No era su guerra, pero podía ser su victoria. Igual que la inmensa mayoría de sus correligionarios, Ortiz creyó que sólo un triunfo de los aliados en la II Guerra Mundial podía derrocar al general Franco en España. Una vez sofocados los delirios megalómanos de Hitler y Mussolini, era lógico que las potencias democráticas fueran al asalto de Madrid para terminar con el último dictador de corte fascista que quedaría anclado en el continente. Pensó que entonces, con la legitimidad republicana restaurada, el país que había dejado atrás volvería a ser el suyo. Por eso empuñó el fusil en tierras galas con la misma convicción con que lo había empuñado un año atrás en su propia patria. Tuvo mala suerte y le apresaron. Junto a otros españoles, fue recluido en el campo de concentración de Mauthausen, en Austria. Con mucha paciencia, no poca audacia y bastante miedo, se afanó junto a otros compañeros en la confección de una bandera tricolor que elaboraron con los forros de los uniformes que quedaban a su alcance, en la lavandería, y en cuyo frontal pergeñaron la inscripción «República Española». En ella dejaron su firma algunos de los prisioneros que compartieron su infortunio. La mantenían escondida para evitar que la descubrieran sus captores, y en las horas de terrible soledad que poblaban las noches de aquel presidio se consolaban contemplándola, como si en vez de un jirón de tela fuese un espejo en el que escudriñar los reflejos de su tierra. Francisco Ortiz Torres y otro español apellidado Sardaña fueron los últimos españoles que abandonaron Mauthausen tras su liberación, el 20 de mayo de 1945. Tardaron en salir porque, días antes de la clausura del campo, unos guardias de las SS les habían dado una paliza que reventó algunos de sus órganos vitales. Se instaló en Champigny, a las afueras de París, y comenzó a trabajar como carpintero ebanista. En 1998 se acabó mudando al Rosellón, verdadera capital del éxodo republicano español, donde falleció el 4 de julio de 2013
Hace unos días conocí a su único hijo.
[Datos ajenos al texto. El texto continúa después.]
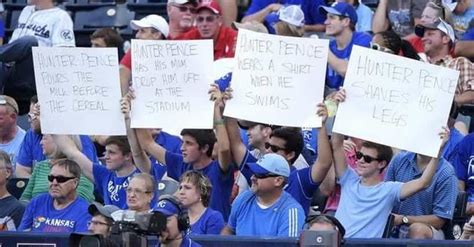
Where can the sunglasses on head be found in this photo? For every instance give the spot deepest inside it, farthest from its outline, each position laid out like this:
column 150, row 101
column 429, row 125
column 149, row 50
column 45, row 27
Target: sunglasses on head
column 273, row 147
column 268, row 175
column 59, row 179
column 210, row 18
column 366, row 158
column 181, row 8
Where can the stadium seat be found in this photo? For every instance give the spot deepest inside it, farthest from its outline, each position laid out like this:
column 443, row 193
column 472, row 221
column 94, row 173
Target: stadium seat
column 453, row 228
column 16, row 186
column 89, row 18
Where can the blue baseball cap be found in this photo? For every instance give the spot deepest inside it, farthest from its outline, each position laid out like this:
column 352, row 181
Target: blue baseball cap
column 271, row 163
column 166, row 207
column 342, row 9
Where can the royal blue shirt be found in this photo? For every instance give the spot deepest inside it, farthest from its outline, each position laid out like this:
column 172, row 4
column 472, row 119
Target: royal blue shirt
column 41, row 216
column 221, row 182
column 210, row 222
column 438, row 199
column 310, row 9
column 169, row 142
column 285, row 218
column 110, row 186
column 300, row 183
column 333, row 79
column 31, row 151
column 464, row 164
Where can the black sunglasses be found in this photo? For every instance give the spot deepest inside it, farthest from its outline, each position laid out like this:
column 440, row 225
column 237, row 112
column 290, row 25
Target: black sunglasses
column 59, row 179
column 367, row 158
column 273, row 147
column 268, row 175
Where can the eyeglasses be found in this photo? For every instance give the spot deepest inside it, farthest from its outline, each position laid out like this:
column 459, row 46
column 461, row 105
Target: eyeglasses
column 94, row 222
column 268, row 175
column 185, row 9
column 136, row 191
column 59, row 179
column 366, row 158
column 273, row 147
column 209, row 18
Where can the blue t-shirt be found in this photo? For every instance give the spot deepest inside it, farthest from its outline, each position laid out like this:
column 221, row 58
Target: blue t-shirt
column 31, row 151
column 210, row 222
column 438, row 199
column 110, row 187
column 333, row 79
column 222, row 183
column 41, row 216
column 169, row 142
column 464, row 164
column 285, row 218
column 310, row 9
column 300, row 184
column 364, row 210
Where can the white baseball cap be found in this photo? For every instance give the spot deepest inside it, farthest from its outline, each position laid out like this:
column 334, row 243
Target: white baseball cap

Se llama Juan Francisco y durante treinta años dio clases de guitarra en el conservatorio de Perpignan. Ahora, ya jubilado, viaja con su instrumento allá donde lo llamen para ofrecer unos conciertos cuyo repertorio recoge las canciones que cantaban los prisioneros de Mauthausen. En sus recitales siempre ocupa un lugar de honor la bandera que tejió su padre y en la que aún se distinguen las rúbricas de sus compañeros. Francisco Ortiz Torres quiso llevársela como recuerdo cuando la II Guerra Mundial llegó a su fin y comprendió que nadie iba a acudir en auxilio de aquella España sumida en unas tinieblas franquistas que las potencias europeas consideraban un mal menor frente a la posibilidad de que la Unión Soviética erigiera en el rincón más occidental del continente una sucursal de su paraíso comunista. Todos los años, siempre que llegaba el mes de mayo, viajaba a Mauthausen para enarbolarla en el mismo lugar donde la había confeccionado, como símbolo de su resistencia íntima e intransferible. Quizás en eso radique la esperanza. En esforzarse en tejer, cuando todo está perdido y no se aprecia el menor resquicio de luz al otro lado del horizonte, una bandera donde cobijar los propios anhelos y en la que hallar refugio cada vez que cae la noche y llega con ella la posibilidad de buscar anclaje en nuestros sueños. En consolarse en la lectura de esas dos palabras, «República Española», que no hablaban tanto de una realidad perdida como de una forma de posicionarse sobre el mundo, y saber que algo tan sencillo basta para reconocer al día siguiente la propia cara en el espejo. Nadie condecoró en España a Francisco Ortiz Torres cuando llegó la democracia. Nadie contó su historia ni fue a Perpignan para escucharle. Si alguien lo hubiese hecho, habría encontrado la bandera de Mauthausen en un lugar de honor de la sala de estar, con sus colores algo desvaídos y la dignidad intacta. La misma bandera que ahora guarda en su domicilio su hijo Juan Francisco y que porta bajo el brazo siempre que les reclaman a él y a su guitarra. Me la mostró hace unos días, en el cementerio de Collioure. Luego me miró, con sus ojos trasluciendo el orgullo que le procuraba la mera evocación de la historia de su padre, y sólo dijo: «Aquí seguimos».